Why would this person walk east to west across busy Coors? There’s nothing but pasture and open space on the west side of that frantic road. Nothing but two bus stops to catch southbound Route 155 taking riders down Coors and into Valley Gardens subdivision off Gun Club SW two or three miles away. We don’t know if the deceased was trying to catch a southbound bus. That gets to an obvious, yet very important dilemma in investigating jaywalking deaths. You can’t interview a dead person.
Yet, given the absence of other reasons to get to the west side of Coors at/near Las Estancias, and given the highly uncomfortable surrounding awaiting anyone walking southbound on Coors:
we either have someone trying to catch a southbound 155 or are left with the “crazy jaywalker” theory. The investigatory report does mention two perhaps meaningful facts in regard to the latter. The deceased had a hospital band on their wrist and “various forms of intravenous drug paraphernalia” in their possession. The completed report does not tell us anything more in that regard. And no toxicology testing was done on the deceased.
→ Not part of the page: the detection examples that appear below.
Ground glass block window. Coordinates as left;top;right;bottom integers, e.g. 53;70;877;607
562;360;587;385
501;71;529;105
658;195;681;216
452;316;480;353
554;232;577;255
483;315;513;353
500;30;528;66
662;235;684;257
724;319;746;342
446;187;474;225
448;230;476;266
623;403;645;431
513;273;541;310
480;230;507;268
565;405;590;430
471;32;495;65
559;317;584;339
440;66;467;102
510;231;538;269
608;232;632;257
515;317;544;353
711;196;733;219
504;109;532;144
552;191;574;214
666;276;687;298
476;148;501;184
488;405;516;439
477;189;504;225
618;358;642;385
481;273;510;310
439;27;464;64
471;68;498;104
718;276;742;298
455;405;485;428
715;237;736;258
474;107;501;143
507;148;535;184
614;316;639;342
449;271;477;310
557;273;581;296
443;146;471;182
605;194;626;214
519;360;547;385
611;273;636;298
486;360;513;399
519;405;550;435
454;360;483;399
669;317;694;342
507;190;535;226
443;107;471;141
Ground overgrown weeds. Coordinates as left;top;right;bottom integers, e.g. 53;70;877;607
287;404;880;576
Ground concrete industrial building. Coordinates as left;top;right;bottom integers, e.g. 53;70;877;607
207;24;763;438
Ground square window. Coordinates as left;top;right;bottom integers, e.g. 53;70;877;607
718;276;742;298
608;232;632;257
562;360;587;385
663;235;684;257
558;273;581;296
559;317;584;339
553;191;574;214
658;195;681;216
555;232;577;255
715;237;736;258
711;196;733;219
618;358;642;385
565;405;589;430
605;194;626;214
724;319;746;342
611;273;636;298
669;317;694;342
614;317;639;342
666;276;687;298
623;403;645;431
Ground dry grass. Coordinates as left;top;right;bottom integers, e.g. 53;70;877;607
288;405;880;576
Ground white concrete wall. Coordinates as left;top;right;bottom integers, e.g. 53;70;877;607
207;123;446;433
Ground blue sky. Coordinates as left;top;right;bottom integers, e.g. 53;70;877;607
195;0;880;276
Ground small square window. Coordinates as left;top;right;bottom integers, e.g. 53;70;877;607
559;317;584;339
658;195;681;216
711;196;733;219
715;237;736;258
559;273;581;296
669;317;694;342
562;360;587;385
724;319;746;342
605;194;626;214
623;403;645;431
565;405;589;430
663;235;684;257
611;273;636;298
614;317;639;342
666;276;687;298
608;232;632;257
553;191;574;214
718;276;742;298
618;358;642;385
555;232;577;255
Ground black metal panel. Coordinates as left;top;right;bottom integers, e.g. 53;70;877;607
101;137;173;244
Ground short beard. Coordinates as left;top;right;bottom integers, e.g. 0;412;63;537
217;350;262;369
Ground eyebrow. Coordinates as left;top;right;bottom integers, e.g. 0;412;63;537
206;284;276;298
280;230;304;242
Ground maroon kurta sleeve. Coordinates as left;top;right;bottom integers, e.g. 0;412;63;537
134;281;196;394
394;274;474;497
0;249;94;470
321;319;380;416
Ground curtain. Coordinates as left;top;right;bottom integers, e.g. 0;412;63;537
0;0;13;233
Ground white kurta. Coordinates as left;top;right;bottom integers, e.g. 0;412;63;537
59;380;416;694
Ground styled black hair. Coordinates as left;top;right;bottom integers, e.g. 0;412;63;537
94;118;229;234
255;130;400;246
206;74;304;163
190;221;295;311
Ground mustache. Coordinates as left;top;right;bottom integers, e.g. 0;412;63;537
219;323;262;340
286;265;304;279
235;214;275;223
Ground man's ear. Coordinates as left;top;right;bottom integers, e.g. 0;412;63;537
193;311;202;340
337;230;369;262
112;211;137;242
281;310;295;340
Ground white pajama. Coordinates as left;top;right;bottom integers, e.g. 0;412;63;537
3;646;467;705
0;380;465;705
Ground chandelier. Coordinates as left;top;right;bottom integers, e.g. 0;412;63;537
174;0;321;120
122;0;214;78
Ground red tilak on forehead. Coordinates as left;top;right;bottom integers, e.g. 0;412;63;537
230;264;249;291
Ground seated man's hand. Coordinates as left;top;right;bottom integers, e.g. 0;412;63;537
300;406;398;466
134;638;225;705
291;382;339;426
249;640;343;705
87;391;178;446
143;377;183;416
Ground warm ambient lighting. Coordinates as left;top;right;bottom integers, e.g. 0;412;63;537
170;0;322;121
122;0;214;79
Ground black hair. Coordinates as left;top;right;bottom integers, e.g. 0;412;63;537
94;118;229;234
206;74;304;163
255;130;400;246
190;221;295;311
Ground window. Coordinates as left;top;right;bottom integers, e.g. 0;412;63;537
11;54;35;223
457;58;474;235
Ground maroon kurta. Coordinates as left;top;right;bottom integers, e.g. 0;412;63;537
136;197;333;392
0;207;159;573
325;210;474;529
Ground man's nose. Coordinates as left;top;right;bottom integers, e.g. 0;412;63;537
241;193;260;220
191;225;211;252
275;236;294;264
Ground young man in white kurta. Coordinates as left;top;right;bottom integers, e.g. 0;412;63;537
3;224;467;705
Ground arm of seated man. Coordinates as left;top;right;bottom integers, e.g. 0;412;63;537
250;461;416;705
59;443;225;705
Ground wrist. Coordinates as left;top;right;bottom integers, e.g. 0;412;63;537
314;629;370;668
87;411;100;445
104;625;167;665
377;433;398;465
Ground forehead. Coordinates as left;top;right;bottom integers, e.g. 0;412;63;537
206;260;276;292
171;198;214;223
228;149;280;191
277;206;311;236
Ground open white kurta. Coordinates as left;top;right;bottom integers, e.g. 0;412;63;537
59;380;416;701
So we only have those remarks in the report.
What we also have, and very much continue to have, is the following:
- ABQ Ride Route 155 still has southbound bus stops across Coors from all these new establishments;
- These stops have not been moved to the east side of Coors where the establishments are, thus inducing those interested in catching the southbound bus to cross Coors;
- Taking the spot near the walking fatality, Las Estancias SW, the distance to an official crosswalk is ~3,000 feet to Rio Bravo Blvd. and ~2,000 feet to Gun Club SW;
- So…those frequenting these establishments on the east side of Coors and wishing to catch the southbound 155 have three choices: Walk thousands of feet to the crosswalk at Rio Bravo, cross at the crosswalk, and largely retrace their steps back thousands of feet back south to the bus stop; walk 2,000 feet or more to Gun Club and Coors; or,
- *Cross Coors where they are (Dion’s, Whataburger, etc.).
As long as we too quickly stop looking, researching, and even thinking about why people jaywalk to their deaths, we will accomplish nothing in reversing the local/nationwide spike in pedestrian fatalities. Interestingly, a longer look might also reveal factors and blame we are not comfortable in facing as taxpayers and public policy makers.
Simply blaming jaywalkers is comfortable. And easy. And saves us lots of money. No wonder we almost always tend to stop looking beyond that.
*It’s also necessary to consider other factors, such as appearance of a southbound 155 bus approaching, especially given that this bus only comes once every 30 minutes. Rational or no, such considerations are omnipresent in the mind of transit users, particularly when bus service is spread thinly.